Usain Bolt is easy to pick out of the starting blocks. He’s the one who’s a head taller than all the other sprinters. The world record holder for 100 and 200 meter sprinting is going to change the face, well, height, of sprinting. Years from now, all those lanky young men who were guided to other sports will be funneled into sprinting to see if they can take advantage of the same mechanics that helped Bolt.
I am not very tall (about five foot nine) so I’ve seen these limits before. Most sports select for height. Basketball and volleyball are obvious examples, but it helps for many others as well. Taller people have a longer stride and offer relatively little extra wind resistance for their increased power. I see this in cycling all the time. My larger riding partners blow me away on the flats, easily cruising at 20 miles per hour. The only time I can catch up is on the hills where being smaller means I have to put out far fewer Watts to do climb to the top.
In a recent example, I beat a strong riding partner of mine up a four-mile hill. Knowing our average speed, altitude change and distance I calculated our average power output. His was around 350 W/hr compared to my measly 250 W/hr. Even Tour de France riders don’t maintain much more than 400 so my partner should be commended for his superb performance as an amateur. More importantly, he’s actually able to support 350 W/hr which is why he crushes me on the flats. It’s not just that he’s in shape (he is) but that his size means that just climbing stairs now and again, his body is used to putting out more energy, so his baseline is so much higher than mine.

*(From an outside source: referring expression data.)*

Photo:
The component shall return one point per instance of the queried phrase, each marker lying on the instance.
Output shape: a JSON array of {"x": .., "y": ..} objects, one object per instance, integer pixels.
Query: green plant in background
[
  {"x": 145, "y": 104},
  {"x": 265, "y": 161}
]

It’s not really good news for me (because I am way too lazy) but most of these height advantages reverse as the sport turns into an endurance challenge. My cycling friend above may be able to put out 350 W/hr, but his body probably doesn’t digest food much faster than mine. At some point, he just won’t be able to nourish himself enough to keep going. It’s too bad we’re not competing in any double centuries…I might just have a chance (except that would be just dumb!) Compare those tiny marathoners to Bolt’s six foot five in frame.
Unlike my weekend warrior fitness plan, world class athletics is a very effective sorter for characteristics of success. Coaches can try to guide young Phelpses and Bolts into sports based on what they think is more suited to their bodies, but when everyone is training at such an elite level, what separates them becomes tiny little advantages like big feet and fancy swimming suits. Inexorably, the Olympics and other elite sports will become a freak show of bodies and minds perfectly formed for the sport in which they compete. Future Olympics won’t be inspiring in an ‘if I just tried hard enough that could be me’ sort of way and, to be fair, they probably weren’t in their debut in ancient Greece. Instead, like this year in Beijing, it will be absolutely fascinating to see what humans can do—and how their bodies will adapt—to break new records.